そこに、一縁が加わると、はじめて思いが発生する。
❝縁りて起こる❞
「縁起する」「縁起ぜられる」のです。
この道理を知るために、本当に、思い=知・情・意やら、念・想・観のせわしない働きを休めてみましょう。
思いが起こる前、縁起ぜられる前を悟れば、あなたが常に安楽の境地、涅槃であるからです。
縁起は最も根本的な仏教の思想です。
「縁起」は大きく分けて二種あります。
二種とは上座部仏教の縁起と大乗仏教の縁起です。
二つの縁起は少し質が異なります。
どちらが正しいということではなく、どちらも正しい縁起です。
上座部仏教の縁起は「因縁生起」です。
因と縁が和合して結果が現行するというもの。
種を蒔き(因)、そこに水や肥料や日光等が合わさり(縁)、植物が育つ(生起)という論理です。
原因だけでは結果は起こらないと考えます。
つまり、私達を包み込む全ての出来事には原因があり、そこに縁が合わさることで起こっているものなのだ、考えるのが上座部仏教の縁起論です。

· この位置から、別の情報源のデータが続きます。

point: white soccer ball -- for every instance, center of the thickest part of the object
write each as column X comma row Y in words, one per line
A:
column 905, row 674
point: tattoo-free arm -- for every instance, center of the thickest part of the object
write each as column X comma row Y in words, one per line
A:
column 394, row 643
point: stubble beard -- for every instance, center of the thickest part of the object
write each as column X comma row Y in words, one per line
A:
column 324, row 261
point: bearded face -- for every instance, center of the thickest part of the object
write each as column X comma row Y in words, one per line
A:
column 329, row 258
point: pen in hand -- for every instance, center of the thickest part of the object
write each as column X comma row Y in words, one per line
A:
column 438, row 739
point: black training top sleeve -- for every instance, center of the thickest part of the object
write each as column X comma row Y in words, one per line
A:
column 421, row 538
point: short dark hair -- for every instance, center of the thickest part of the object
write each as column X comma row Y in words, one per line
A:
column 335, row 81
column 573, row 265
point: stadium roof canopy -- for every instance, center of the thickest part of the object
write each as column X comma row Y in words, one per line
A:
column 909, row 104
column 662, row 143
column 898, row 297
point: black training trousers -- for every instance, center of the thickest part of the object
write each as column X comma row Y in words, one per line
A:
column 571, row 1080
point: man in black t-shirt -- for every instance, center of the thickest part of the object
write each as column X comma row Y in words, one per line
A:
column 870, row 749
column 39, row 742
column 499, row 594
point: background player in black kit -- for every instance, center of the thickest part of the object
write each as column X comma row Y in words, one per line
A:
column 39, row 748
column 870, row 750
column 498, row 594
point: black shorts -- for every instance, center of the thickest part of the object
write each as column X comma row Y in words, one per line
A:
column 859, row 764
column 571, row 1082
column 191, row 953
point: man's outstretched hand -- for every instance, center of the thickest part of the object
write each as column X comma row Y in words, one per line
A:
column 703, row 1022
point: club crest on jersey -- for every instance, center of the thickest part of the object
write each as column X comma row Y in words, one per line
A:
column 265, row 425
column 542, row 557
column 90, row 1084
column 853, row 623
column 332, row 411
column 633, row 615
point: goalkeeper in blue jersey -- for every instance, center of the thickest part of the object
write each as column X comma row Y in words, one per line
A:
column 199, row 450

今の私という存在は多くの縁によって成立しているものです。
「因縁生起」は「時間的経過が必要な縁起」とも言えます。
また大乗仏教の縁起は「空」と説かれます。
「空」は「因縁生起」のような時間的経過は必要がなく同時成立する縁起です。
例えば、母親とその母親の子どもがいたとします。
母親30歳、子ども5歳だとすれば、普通ならばその年の差は25歳です。
しかし「空」の観点から言えば、二人は同い年の5歳となります。
何故なら、母はその子が生まれると同時にその子の母になったのであり、母親と子は同時に成立した関係です。
母が子という存在を成立させ、子が母という存在を成立させています。
母と子は成立しあって5年。
だから二人は同い年の5歳と言えます。
つまり「空」では個と個が対峙して初めて互いの個が成立するのであって、個一つでその個体が成立することはないと説いているのです。
「私」を「私」と成立させるものは「他」であり、私の中には私を成立させるものは何もない(=無我)というのが「空」です。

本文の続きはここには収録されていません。